Ausführlicher noch folgen Aufzählungen und Zusammenfassungen von Wirtschaftsdaten und rosigen Zukunftsaussichten auf den Seiten 21 bis 29. Warum allerdings ein über Jahre hinaus weiterhin boomender Immobilienmarkt in W zu erwarten war, wird nicht anhand von Tatsachen erläutert. Im Anschluss daran wird die erst seit 2004 erworbene fachliche Kompetenz der B-Gruppe sowie deren Stellung als Marktführer für geschlossene, in W investierende Immobilienfonds dargestellt.

Soweit auf S. 13 zur Ermittlung der Prognosen ausgeführt wird,

„Die Prognosen basieren auf der Marktkenntnis und dem Marktzugang von Herrn M, der als Geschäftsführer der Genussrechtsschuldnerin fungieren wird. … Die Prognosen basieren auf den Erfahrungen mit der Entwicklung des Immobilienmarktes, die die B-Gruppe im Zusammenhang mit mehreren Vorgänger-Fondsgesellschaften gewonnen hat.“,

wird das Fehlen der Tatsachengrundlage oder jedenfalls deren Nichtnennung im Prospekt offensichtlich.

S. 49 führt sodann aus:

„Es wird davon ausgegangen, dass die Genussrechte um rd. 20 % p.a. im Wert steigen.“

Auf S. 51 heißt es weiter, die Prospektherausgeberin halte den Eintritt dieses Szenarios für wahrscheinlich.

Eine Begründung für diesen Wert oder eine Erläuterung der überaus günstigen Perspektive erfolgt nicht.
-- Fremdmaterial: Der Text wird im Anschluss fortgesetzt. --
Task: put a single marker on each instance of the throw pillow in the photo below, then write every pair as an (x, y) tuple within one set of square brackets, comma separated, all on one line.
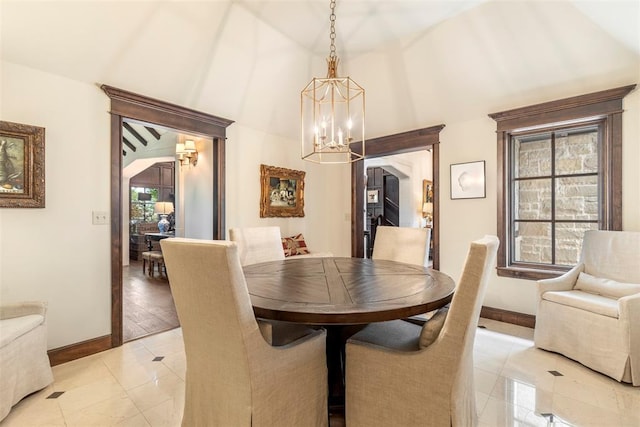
[(294, 245), (432, 328), (606, 287)]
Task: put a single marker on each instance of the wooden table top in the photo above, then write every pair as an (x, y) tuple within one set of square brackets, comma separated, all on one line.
[(344, 290)]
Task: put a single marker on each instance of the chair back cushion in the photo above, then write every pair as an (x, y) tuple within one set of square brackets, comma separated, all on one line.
[(214, 308), (257, 244), (402, 244), (612, 255), (606, 287), (431, 329), (294, 245)]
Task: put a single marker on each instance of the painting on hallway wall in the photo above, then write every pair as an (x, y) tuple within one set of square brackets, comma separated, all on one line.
[(21, 166)]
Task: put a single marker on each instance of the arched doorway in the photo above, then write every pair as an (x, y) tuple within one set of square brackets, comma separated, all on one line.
[(128, 105), (420, 139)]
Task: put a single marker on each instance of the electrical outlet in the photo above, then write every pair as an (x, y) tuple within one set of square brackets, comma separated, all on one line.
[(100, 218)]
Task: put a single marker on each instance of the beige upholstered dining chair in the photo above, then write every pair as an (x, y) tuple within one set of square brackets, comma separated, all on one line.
[(402, 244), (257, 244), (234, 377), (398, 373)]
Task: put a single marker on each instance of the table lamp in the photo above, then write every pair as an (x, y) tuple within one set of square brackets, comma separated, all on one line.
[(163, 209)]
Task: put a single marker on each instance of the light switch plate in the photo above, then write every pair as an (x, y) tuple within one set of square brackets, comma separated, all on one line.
[(100, 218)]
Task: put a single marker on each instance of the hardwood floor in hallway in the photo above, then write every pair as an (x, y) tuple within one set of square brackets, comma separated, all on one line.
[(148, 306)]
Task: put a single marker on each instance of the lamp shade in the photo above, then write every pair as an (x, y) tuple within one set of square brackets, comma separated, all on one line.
[(163, 208)]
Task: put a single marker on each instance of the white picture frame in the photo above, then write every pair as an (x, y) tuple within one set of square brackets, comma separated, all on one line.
[(468, 180)]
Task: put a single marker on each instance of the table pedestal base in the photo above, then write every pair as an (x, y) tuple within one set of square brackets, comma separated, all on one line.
[(337, 336)]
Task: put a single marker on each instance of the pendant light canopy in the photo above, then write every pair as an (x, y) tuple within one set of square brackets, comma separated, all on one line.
[(332, 114)]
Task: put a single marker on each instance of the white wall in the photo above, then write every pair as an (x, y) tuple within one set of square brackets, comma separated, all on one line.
[(55, 254), (196, 194), (326, 225)]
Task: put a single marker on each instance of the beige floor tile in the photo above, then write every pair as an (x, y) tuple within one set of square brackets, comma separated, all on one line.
[(87, 395), (579, 413), (124, 387), (153, 393), (500, 413), (484, 381), (35, 410), (110, 412), (134, 374), (166, 414)]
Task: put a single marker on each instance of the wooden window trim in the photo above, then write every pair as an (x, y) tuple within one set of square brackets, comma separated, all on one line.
[(604, 105)]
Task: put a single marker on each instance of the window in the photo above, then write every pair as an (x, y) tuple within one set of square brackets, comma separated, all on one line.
[(559, 172), (142, 204)]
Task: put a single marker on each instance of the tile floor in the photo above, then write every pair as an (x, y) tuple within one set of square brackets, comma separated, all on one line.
[(142, 384)]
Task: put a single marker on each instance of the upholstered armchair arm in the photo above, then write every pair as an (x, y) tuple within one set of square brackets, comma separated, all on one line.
[(26, 308), (374, 367), (560, 283), (302, 366), (629, 312)]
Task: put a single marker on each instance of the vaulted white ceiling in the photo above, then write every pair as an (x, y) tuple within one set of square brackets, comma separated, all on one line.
[(422, 62)]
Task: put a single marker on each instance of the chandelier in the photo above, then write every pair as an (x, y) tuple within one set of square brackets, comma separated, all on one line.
[(332, 113)]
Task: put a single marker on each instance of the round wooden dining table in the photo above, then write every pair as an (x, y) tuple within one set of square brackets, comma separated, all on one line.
[(344, 291), (337, 292)]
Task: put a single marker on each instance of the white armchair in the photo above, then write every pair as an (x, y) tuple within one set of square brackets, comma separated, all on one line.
[(591, 314), (402, 244), (263, 244), (24, 364)]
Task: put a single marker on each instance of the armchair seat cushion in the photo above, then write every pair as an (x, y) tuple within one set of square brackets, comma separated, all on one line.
[(585, 301), (11, 329), (606, 287)]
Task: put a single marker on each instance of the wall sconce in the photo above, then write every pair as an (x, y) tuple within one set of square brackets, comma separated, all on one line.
[(427, 212), (186, 153)]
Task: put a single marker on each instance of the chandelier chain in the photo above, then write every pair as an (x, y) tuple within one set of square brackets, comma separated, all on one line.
[(332, 34)]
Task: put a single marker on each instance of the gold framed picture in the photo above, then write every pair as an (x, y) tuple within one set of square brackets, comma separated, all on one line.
[(427, 191), (21, 166), (282, 192)]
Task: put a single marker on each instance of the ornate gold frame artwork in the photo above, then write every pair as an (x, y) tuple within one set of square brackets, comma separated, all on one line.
[(21, 166), (427, 191), (282, 192)]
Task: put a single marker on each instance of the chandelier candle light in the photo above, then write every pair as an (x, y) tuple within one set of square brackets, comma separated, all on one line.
[(332, 114)]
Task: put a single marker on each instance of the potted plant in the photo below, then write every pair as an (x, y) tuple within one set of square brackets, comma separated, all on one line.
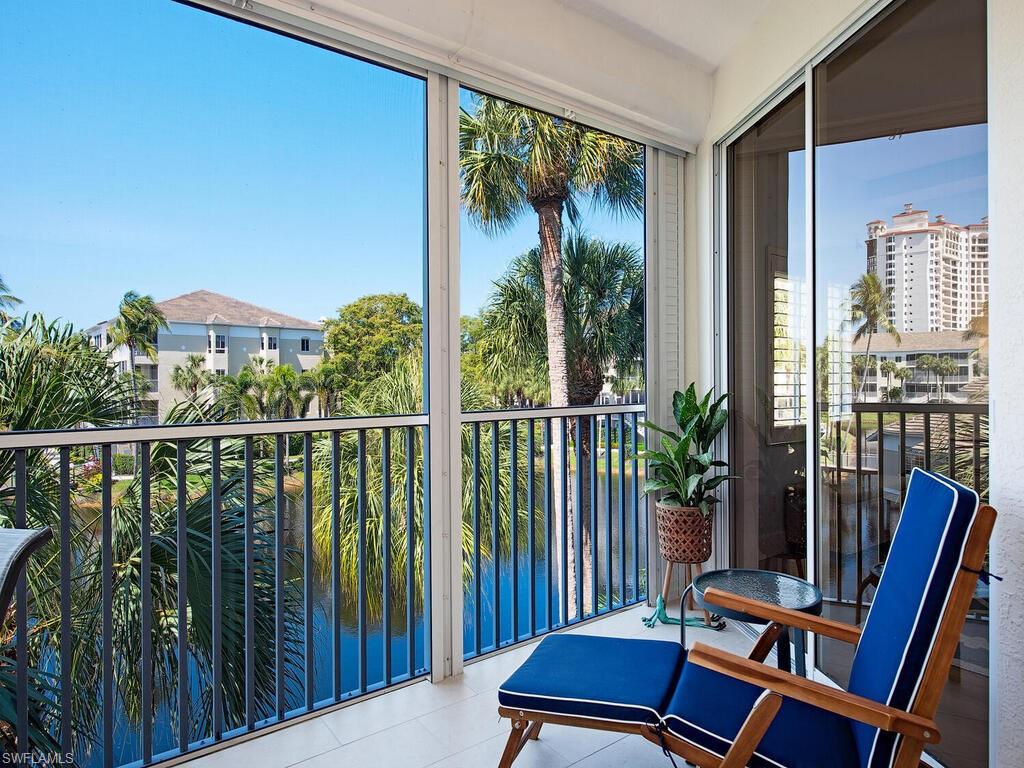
[(685, 472)]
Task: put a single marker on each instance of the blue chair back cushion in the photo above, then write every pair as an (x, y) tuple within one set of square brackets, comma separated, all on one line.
[(604, 678), (709, 709), (903, 622)]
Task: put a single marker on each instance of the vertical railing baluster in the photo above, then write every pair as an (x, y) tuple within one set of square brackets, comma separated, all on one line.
[(902, 458), (22, 608), (307, 563), (859, 541), (514, 523), (607, 512), (279, 566), (594, 559), (881, 484), (184, 691), (548, 555), (336, 564), (386, 551), (530, 523), (578, 517), (622, 509), (635, 480), (67, 647), (477, 640), (952, 445), (250, 585), (977, 453), (425, 543), (360, 505), (495, 537), (839, 509), (215, 578), (410, 551), (928, 440), (564, 470)]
Zahlen zum Immobilienmarkt in W werden, wenn überhaupt, nur ganz global genannt, obwohl gerade hier eine Präsentation der Wertentwicklung der durch die Vorgängerfonds angestoßenen Projekte als Beispielsmodelle nahe gelegen hätte. Auf S. 65 wird immerhin erläutert, dass die Fondsgesellschaft an den Gewinnen der Genussrechtsschuldnerin partizipieren könne, indem sie von Zeit zu Zeit Genussrechte verkaufe, wobei die Kaufpreise der Genussrechte in erster Linie von der Höhe der von der Genussrechtsschuldnerin realisierten Gewinne bestimmt werde. Damit wird – wie an anderer Stelle auch – die technische Ermittlung der Gewinne erwähnt, eine Erklärung für die Prognose enthält aber auch diese Passage nicht.
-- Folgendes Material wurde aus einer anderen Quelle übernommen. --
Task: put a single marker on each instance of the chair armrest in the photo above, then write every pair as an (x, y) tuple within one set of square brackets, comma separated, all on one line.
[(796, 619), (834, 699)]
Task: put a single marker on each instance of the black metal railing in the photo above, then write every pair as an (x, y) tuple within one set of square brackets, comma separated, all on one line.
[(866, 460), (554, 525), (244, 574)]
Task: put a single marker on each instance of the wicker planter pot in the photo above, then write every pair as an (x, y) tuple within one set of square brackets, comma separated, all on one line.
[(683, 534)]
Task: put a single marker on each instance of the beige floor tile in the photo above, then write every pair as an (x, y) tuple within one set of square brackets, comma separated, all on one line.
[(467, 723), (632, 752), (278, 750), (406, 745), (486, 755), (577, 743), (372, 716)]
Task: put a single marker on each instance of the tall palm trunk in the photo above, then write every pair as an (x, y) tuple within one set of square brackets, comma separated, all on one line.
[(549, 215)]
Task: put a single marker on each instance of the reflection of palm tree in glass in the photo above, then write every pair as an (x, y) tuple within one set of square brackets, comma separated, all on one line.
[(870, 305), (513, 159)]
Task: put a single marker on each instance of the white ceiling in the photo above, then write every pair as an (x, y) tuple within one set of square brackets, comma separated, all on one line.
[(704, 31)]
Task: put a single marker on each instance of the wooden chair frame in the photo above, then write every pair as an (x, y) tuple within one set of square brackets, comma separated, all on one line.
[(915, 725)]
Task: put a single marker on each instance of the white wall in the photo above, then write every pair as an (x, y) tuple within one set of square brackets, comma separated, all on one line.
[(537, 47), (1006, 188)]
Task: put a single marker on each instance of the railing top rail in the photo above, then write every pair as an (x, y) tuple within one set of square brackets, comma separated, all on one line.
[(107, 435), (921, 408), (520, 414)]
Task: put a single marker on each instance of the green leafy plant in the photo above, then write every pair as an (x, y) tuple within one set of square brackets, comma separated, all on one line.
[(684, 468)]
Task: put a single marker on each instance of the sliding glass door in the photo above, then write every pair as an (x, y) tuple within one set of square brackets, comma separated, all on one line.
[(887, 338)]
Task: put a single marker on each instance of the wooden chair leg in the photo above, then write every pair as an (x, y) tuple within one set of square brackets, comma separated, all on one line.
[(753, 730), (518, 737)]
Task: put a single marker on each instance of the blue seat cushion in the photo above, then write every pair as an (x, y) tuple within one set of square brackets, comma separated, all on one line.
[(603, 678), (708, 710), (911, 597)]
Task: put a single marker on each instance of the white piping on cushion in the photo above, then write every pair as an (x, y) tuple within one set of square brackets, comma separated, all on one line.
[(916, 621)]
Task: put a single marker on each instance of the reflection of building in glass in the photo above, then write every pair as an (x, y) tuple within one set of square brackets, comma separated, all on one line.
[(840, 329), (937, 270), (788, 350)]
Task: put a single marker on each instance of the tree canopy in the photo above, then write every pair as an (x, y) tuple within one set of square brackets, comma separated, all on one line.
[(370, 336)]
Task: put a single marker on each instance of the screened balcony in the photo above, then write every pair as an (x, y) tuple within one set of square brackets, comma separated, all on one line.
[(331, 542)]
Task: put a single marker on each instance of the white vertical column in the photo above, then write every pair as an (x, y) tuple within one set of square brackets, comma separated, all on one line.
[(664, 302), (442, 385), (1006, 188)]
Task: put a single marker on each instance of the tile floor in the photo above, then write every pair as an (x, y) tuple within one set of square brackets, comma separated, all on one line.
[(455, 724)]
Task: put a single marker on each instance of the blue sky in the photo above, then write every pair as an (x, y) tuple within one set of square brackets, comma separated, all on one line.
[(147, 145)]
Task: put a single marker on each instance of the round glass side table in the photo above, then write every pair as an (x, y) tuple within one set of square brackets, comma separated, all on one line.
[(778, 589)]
Der Prospekt beschränkt sich insgesamt vielmehr auf die Feststellung, die Prognose beruhe auf der Marktkenntnis der B-Gruppe in W und damit ausschließlich der Kenntnis des Beklagten zu 3. Selbst Beispielsfälle für eine sonstige, d.h. von den eigenen Erfahrungen der B-Gruppe mit den Vorgängerfonds abgesehen, positive Entwicklung am Immobilienmarkt fehlen.
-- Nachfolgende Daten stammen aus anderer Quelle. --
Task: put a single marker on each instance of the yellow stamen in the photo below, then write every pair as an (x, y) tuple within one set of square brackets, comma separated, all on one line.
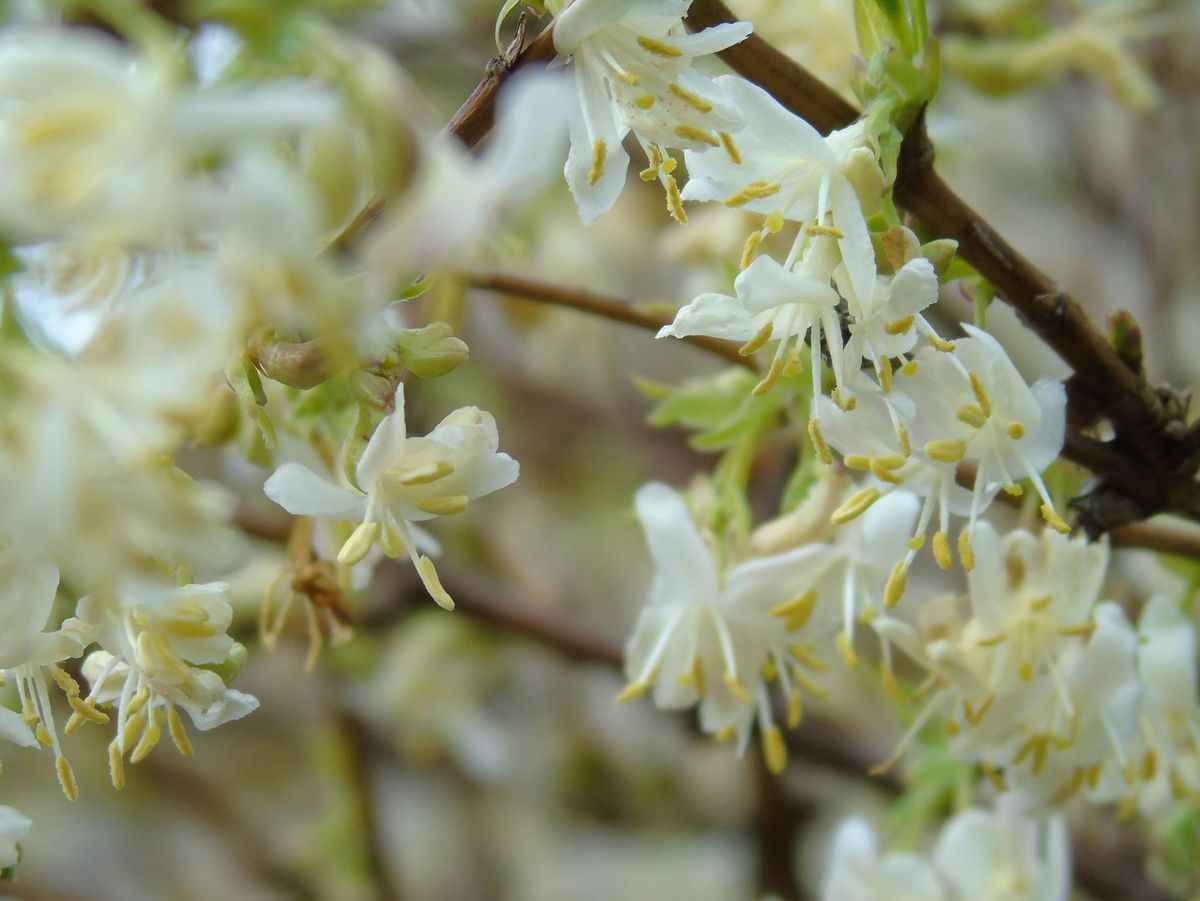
[(115, 766), (749, 248), (796, 612), (897, 582), (599, 154), (754, 191), (690, 132), (66, 779), (966, 552), (819, 443), (358, 544), (693, 100), (942, 550), (981, 394), (774, 751), (178, 734), (675, 200), (429, 575), (658, 47), (1056, 522), (150, 737), (631, 691), (857, 505), (771, 378)]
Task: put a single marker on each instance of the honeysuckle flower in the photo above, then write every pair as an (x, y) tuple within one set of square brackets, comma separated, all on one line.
[(1165, 750), (706, 636), (963, 403), (28, 654), (973, 404), (402, 481), (15, 829), (161, 649), (633, 66), (96, 143), (858, 872), (887, 323), (456, 198), (1031, 595), (789, 172), (67, 289), (1003, 856), (774, 302)]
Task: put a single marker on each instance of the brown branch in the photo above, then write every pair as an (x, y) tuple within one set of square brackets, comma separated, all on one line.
[(599, 305), (1152, 436)]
Nicht zuletzt fußte die Angabe der Wertentwicklung von Genussrechten ersichtlich nicht auf Erfahrungswerten für diese Art von Geschäftsmodellen. Die gesamte B-Gruppe verfügte zum Zeitpunkt der Erstellung und Veröffentlichung des Emissionsprospekts noch über keinerlei Erfahrung mit dem Handel von Genussrechten.

Die Erlösprognose entbehrte damit im Ergebnis – soweit aus dem Prospekt ersichtlich – jeder der Überprüfung zugänglichen Tatsachengrundlage. Bezogen auf die für § 264a StGB allein maßgebliche Tatsachengrundlage der Prognosen war der Prospekt deswegen nicht unrichtig. Wie der Senat bereits in früheren Entscheidungen (z.B. im Urteil vom 29.01.2015 – 34 U 169/13, juris Rn. 172 ff.) ausgeführt hat, lag zwar ein Prospektfehler vor, weil die Prognose nicht plausibel war. Dies beruhte darauf, dass der Wertanstieg der Genussrechte nicht nachvollziehbar war und eine taugliche Tatsachenbasis für die Prognose nicht mitgeteilt wurde. Weder war dem gesamten Prospekt eine Aussage zum Marktpreis der Genussrechte noch sonst ein Anhaltspunkt für die prognostizierte Rendite des Genussrechtskapitals von 20 % jährlich zu entnehmen. Gerade weil diese auf das Fondskonzept bezogenen konkreten Schlussfolgerungen aus der breiten Darstellung des günstigen wirtschaftlichen Umfelds und des boomenden Immobilienmarkts in W fehlen, sind die Prognosen nicht plausibel und die Ausführungen im Prospekt zu deren Grundlagen irreführend. Dies zu erkennen, erforderte eine von den Anlegern vorzunehmende Wertung. Reine Wertungen aber stellen keine Tatsachen im Sinne des § 264a StGB dar (Wohlers/Mühlbauer, a.a.O., Rn. 65).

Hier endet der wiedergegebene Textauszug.